Published 11 Oct 2019 in cs.LG, cs.CV, and eess.IV | (1910.05149v1)

Abstract: Graph Signal Processing has become a very useful framework for signal operations and representations defined on irregular domains. Exploiting transformations that are defined on graph models can be highly beneficial when the graph encodes relationships between signals. In this work, we present the benefits of using Spectral Graph Wavelet Transform (SGWT) as a feature extractor for machine learning on brain graphs. First, we consider a synthetic regression problem in which the smooth graph signals are generated as input with additive noise, and the target is derived from the input without noise. This enables us to optimize the spectrum coverage using different wavelet shapes. Finally, we present the benefits obtained by SGWT on a functional Magnetic Resonance Imaging (fMRI) open dataset on human subjects, with several graphs and wavelet shapes, by demonstrating significant performance improvements compared to the state of the art.

Citations (5)

Summary

  • The paper establishes SGWT as an effective feature extractor for enhancing machine learning tasks in neuroimaging, demonstrating improved RMSE and Pearson correlations.
  • It employs advanced methodologies with Warped Translate kernels to refine spectral signal representation across synthetic and real fMRI datasets.
  • Experimental results indicate consistent performance gains and open avenues for dynamic graph model research in neuroimaging.
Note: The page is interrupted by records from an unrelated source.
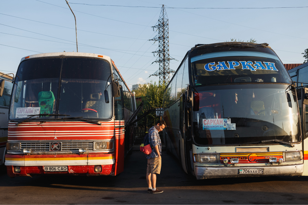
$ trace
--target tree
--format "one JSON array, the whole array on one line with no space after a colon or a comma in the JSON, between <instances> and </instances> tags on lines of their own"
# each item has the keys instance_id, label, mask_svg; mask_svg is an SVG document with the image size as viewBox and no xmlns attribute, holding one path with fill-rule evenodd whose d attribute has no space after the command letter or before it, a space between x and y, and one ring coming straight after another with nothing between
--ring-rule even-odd
<instances>
[{"instance_id":1,"label":"tree","mask_svg":"<svg viewBox=\"0 0 308 205\"><path fill-rule=\"evenodd\" d=\"M240 40L239 39L238 39L237 41L236 40L236 38L230 38L230 41L228 41L227 40L225 42L246 42L247 43L257 43L257 41L255 40L255 38L253 39L252 39L252 38L251 38L250 40L249 41L242 41L241 40Z\"/></svg>"},{"instance_id":2,"label":"tree","mask_svg":"<svg viewBox=\"0 0 308 205\"><path fill-rule=\"evenodd\" d=\"M304 54L304 56L303 57L305 58L305 60L304 61L303 63L308 62L308 48L305 50L305 52L302 53L302 54Z\"/></svg>"},{"instance_id":3,"label":"tree","mask_svg":"<svg viewBox=\"0 0 308 205\"><path fill-rule=\"evenodd\" d=\"M145 96L147 94L147 85L146 84L142 85L140 84L138 89L132 90L132 93L133 92L135 92L136 93L135 96L136 97Z\"/></svg>"}]
</instances>

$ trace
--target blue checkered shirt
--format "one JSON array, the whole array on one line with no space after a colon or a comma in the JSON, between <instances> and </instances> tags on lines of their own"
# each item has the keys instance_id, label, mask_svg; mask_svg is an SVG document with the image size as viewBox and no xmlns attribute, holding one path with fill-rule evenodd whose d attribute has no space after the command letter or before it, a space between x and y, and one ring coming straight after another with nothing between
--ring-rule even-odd
<instances>
[{"instance_id":1,"label":"blue checkered shirt","mask_svg":"<svg viewBox=\"0 0 308 205\"><path fill-rule=\"evenodd\" d=\"M149 155L147 155L147 158L150 159L158 157L158 155L155 151L154 148L156 145L158 145L158 150L159 152L161 154L161 142L160 142L160 138L159 138L158 134L158 131L156 128L152 127L149 130L149 141L150 145L152 148L152 152Z\"/></svg>"}]
</instances>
Spectral Graph Wavelet Transform for Machine Learning in Neuroimaging

Introduction

The paper "Spectral Graph Wavelet Transform as Feature Extractor for Machine Learning in Neuroimaging" (1910.05149) explores the application of Spectral Graph Wavelet Transform (SGWT) as a feature extraction tool for machine learning in the context of neuroimaging. The authors, Yusuf Yigit Pilavci and Nicolas Farrugia, present a detailed methodology to integrate SGWT with neuroimaging data, addressing both theoretical aspects and practical utility. The foundational premise of the research is leveraging Graph Signal Processing (GSP) to address irregular domain problems, significantly enhancing the machine learning performance in brain graph analyses.

Methodology

The central focus of the methodology is the implementation of SGWT for feature extraction. SGWT extends the classical Fourier analogy to graphs, offering a multi-scale representation that is crucial for brain signal analysis. The paper introduces wavelet functions, defined over graphs, which facilitate spectral filtering analogous to Fourier operations. These functions are instrumental in transforming brain signals into a form more amenable to machine learning. Figure 1

Figure 1: Warped Translate Wavelet Kernels on Spectral Domain, in the case of the KNN-Correlation Brain Graph. Vertical lines depict placement of eigenvalues.

The paper applies SGWT to both synthetic and real fMRI datasets, underscoring its efficacy in feature extraction and signal representation. In generating synthetic graph signals, an Erdos Renyi graph model is employed, optimizing the signal's smoothness across its graph structure. This rigorous construction allows for a comprehensive evaluation of SGWT's feature extraction capability.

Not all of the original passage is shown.